The U.S. Department of Commerce has initiated investigations to determine whether laminated woven sacks exported from Vietnam are being dumped in the U.S. or being unfairly subsidized by the Vietnamese government, marking the latest consumer product to be targeted by the Trump administration for these types of alleged violations.
The investigations stem from petitions filed by the Laminated Woven Sacks Fair Trade Coalition as well as its individual members, Houston-based Polytex Fibers Corp. and Cincinnati-based ProAmpac Holdings Inc., which allege a dumping margin range of 101.73% to 292.61% as well as 19 Vietnamese subsidy programs.
For the anti-dumping duty investigation, the Commerce Department will look at whether the laminated woven sacks from Vietnam are being dumped in the U.S. at less than fair value, while the countervailing duty investigation will explore whether the exporters are receiving unfair Vietnamese government subsidies.
Laminated woven sacks are typically used for retail packaging of consumer goods, including rice, pet foods and birdseed, according to the department.
According to Commerce Department data, the U.S. imported $21.1 million worth of laminated woven sacks from Vietnam in 2017.
Should the Commerce Department find that they are being dumped in the U.S. and that foreign exporters are receiving unfair government subsidies in conjunction with a finding by the U.S International Trade Commission, or ITC, that U.S. imports of the products are harming the domestic industry, the Commerce Department will impose duties equivalent to the dumping and/or subsidies rates.
The ITC will make its preliminary determinations on or before April 23. Should it find there is harm being done to the domestic industry, Commerce will continue its investigations, with a preliminary countervailing duty investigation due by May 31 and a preliminary antidumping duty result due by August 14.

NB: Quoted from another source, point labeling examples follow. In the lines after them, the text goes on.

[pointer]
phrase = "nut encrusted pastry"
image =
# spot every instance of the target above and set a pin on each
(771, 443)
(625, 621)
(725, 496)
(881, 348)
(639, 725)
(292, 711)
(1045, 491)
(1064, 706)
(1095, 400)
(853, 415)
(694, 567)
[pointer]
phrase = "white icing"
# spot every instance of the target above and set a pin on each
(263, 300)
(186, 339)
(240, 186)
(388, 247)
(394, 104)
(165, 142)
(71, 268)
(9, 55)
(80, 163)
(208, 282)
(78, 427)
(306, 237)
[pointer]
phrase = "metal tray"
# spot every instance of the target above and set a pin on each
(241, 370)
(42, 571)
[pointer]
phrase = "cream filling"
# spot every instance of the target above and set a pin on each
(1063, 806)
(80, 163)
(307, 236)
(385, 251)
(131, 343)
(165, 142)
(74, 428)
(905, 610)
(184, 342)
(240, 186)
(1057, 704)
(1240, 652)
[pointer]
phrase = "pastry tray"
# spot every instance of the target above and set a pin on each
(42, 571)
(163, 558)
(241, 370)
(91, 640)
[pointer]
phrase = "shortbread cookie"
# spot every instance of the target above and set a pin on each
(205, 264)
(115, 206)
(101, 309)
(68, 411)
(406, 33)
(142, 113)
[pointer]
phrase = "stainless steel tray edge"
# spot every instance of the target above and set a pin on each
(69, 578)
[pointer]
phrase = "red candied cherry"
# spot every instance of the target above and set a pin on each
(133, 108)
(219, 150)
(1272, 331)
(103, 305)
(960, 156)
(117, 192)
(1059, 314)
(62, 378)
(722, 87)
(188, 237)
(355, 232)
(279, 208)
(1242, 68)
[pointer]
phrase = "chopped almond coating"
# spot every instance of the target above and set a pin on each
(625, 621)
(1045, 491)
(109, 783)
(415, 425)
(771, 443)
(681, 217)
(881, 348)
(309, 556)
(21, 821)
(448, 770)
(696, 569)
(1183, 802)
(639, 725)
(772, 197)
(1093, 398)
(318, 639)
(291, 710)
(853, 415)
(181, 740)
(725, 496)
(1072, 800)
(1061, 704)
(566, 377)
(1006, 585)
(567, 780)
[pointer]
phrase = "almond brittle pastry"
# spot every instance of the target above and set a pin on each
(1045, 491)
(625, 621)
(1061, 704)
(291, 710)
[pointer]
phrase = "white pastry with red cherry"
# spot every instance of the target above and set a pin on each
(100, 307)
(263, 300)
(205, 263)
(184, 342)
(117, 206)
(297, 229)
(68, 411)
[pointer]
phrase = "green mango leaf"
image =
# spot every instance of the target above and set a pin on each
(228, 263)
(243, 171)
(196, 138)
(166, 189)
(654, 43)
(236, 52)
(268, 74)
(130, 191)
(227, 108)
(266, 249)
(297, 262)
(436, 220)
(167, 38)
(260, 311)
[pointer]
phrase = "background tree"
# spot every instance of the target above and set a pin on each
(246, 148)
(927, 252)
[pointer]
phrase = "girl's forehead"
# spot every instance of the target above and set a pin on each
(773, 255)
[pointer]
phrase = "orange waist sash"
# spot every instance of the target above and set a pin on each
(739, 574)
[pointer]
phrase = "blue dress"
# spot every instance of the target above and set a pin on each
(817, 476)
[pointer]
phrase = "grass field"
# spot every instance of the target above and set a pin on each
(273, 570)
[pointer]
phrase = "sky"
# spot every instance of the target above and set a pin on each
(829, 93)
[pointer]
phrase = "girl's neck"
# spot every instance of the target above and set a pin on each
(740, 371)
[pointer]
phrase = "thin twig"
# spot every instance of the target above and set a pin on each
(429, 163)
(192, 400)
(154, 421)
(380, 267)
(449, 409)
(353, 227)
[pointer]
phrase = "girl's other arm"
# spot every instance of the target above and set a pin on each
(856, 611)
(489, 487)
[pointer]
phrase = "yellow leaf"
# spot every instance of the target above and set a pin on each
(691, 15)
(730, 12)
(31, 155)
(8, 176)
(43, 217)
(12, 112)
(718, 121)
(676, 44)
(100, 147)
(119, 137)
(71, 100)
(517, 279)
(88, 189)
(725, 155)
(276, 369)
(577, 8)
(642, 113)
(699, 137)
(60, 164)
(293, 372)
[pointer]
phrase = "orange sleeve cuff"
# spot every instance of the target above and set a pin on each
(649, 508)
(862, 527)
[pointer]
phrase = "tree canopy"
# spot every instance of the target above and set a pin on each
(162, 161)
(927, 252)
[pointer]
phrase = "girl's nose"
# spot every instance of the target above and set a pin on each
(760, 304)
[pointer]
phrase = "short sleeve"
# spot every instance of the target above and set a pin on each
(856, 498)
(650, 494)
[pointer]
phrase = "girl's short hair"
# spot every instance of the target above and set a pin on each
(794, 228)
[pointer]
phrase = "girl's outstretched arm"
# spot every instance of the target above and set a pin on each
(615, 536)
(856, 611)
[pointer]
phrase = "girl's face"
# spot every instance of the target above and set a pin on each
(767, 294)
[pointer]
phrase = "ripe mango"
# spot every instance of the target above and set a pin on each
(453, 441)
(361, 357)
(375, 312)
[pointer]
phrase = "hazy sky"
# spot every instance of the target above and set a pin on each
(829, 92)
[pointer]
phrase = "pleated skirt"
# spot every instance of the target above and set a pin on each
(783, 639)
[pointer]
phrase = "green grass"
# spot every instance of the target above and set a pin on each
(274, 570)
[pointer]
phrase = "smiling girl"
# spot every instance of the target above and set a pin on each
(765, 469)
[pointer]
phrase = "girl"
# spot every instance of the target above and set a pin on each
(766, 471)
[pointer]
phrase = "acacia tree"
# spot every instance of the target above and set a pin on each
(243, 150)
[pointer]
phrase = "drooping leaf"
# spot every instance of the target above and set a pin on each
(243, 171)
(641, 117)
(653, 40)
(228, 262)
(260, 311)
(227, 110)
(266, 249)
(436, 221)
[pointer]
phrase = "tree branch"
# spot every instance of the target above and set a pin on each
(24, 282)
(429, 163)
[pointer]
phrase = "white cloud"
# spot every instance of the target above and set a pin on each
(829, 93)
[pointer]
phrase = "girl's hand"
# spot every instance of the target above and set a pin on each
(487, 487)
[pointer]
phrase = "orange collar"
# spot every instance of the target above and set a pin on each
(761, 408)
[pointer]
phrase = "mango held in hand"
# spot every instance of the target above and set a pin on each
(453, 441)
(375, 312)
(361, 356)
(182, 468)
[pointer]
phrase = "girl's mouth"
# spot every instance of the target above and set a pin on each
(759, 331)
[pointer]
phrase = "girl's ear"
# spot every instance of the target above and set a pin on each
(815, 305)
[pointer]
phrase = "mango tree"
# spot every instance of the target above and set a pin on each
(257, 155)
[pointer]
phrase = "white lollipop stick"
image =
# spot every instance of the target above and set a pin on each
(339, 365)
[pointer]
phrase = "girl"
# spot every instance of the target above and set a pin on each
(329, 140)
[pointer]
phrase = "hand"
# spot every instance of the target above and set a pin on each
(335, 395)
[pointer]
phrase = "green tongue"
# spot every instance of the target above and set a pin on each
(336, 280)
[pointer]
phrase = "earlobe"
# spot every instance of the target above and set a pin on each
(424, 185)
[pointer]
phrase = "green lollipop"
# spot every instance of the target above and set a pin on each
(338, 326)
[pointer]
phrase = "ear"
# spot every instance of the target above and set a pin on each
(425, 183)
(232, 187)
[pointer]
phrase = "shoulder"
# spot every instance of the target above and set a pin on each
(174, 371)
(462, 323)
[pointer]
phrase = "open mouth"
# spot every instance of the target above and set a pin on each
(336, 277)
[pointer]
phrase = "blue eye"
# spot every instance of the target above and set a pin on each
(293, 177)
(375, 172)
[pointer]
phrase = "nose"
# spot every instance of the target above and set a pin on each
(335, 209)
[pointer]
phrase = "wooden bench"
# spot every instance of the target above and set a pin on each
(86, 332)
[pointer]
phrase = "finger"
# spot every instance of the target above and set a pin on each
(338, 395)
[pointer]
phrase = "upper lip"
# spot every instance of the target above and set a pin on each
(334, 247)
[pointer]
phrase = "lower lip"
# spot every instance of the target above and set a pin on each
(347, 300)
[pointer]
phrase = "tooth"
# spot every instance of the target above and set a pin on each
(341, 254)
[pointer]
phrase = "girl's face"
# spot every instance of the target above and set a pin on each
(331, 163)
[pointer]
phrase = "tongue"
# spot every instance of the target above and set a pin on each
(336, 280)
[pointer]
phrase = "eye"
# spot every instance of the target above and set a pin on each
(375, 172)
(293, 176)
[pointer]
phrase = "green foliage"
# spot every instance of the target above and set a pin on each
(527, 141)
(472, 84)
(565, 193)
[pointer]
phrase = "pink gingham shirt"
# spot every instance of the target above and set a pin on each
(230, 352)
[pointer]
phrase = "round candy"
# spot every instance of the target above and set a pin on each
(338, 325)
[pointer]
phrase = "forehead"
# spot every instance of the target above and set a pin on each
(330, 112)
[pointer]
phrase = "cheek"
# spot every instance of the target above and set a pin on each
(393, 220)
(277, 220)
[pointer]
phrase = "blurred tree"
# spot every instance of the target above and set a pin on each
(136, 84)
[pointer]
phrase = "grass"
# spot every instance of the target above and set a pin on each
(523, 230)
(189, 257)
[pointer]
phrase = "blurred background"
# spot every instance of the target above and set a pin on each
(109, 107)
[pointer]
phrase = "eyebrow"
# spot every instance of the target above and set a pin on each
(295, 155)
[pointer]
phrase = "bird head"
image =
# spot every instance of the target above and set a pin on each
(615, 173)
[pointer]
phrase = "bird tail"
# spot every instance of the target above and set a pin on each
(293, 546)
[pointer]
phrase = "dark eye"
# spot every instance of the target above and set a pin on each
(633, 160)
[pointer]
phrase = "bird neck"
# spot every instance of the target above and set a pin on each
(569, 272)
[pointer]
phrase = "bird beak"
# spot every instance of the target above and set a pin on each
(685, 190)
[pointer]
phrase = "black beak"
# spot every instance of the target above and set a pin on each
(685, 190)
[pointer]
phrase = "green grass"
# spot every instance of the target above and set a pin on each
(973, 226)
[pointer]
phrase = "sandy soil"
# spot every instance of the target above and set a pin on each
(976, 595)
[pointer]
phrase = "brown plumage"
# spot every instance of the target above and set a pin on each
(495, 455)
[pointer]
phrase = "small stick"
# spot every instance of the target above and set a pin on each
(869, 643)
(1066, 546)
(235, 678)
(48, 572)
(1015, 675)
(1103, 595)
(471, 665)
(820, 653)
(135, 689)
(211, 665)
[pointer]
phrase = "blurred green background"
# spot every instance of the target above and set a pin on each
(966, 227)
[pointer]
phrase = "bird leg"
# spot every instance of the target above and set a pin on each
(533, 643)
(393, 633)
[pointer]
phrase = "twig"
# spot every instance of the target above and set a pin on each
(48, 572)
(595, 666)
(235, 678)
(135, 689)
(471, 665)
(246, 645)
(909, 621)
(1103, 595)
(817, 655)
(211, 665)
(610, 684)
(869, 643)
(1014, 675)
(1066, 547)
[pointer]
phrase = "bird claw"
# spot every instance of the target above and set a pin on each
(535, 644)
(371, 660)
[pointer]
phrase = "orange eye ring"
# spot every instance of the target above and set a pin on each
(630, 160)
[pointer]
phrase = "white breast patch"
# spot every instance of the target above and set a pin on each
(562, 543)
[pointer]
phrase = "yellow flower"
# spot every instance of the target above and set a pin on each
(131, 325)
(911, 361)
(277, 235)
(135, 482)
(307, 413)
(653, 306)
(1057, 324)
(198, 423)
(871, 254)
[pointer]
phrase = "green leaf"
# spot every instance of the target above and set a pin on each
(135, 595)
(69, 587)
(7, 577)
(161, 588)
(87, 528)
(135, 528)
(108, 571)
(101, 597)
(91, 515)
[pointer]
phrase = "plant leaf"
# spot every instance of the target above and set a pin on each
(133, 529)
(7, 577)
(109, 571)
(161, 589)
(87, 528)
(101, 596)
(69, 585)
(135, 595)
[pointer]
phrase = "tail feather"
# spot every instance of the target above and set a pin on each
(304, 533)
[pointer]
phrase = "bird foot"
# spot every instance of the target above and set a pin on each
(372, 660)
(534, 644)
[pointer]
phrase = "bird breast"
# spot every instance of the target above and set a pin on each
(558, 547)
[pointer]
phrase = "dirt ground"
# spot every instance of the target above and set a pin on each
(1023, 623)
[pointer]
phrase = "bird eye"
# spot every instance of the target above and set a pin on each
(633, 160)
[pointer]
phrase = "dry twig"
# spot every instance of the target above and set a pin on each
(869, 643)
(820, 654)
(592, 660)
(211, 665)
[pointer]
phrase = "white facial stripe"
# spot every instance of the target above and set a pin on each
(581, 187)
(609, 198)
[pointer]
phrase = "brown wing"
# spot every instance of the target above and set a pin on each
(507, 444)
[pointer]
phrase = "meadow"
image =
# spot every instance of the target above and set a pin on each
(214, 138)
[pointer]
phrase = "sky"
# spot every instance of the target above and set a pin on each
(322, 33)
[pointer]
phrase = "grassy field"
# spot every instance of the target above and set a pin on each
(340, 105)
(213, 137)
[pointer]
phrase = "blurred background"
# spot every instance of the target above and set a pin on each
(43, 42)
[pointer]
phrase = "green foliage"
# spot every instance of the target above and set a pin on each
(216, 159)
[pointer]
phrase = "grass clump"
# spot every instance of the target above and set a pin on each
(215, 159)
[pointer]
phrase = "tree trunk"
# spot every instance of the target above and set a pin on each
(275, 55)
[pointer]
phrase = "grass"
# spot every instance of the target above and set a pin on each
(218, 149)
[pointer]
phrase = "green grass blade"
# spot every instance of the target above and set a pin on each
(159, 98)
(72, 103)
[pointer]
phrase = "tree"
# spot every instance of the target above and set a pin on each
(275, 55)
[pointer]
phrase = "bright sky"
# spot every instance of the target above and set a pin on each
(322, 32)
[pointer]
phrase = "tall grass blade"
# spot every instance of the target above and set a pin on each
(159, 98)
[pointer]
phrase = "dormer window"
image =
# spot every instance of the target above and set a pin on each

These investigations into Vietnamese exporters marks the latest in a string of countervailing and antidumping duty investigations initiated by the Commerce Department.
The Commerce Department said it has initiated 104 antidumping and countervailing duty investigations since Trump was sworn in, which it said is a 100% increase between January 2017 and March 2018.
"With the doubling of the number of trade cases initiated since this same period last year, this administration has made it clear that we will vigorously administer antidumping and countervailing duty laws," Commerce Secretary Wilbur Ross said in a March 28 news release.
On Feb. 22, Commerce Secretary Wilbur Ross said the agency had opened separate investigations on rubber bands imported from Thailand, China and Sri Lanka, which an American rubber band producer alleged were dumping in the U.S.. Preliminary determinations in the rubber band countervailing duty case are due by April 26 and the antidumping duty preliminary determinations are due by July 10.
In December 2017, Commerce imposed preliminary antidumping duties on certain fiber imports from India, China, South Korea and Taiwan following an investigation that found that certain Asian exports of fine denier polyester staple fiber were selling the products at less than fair value.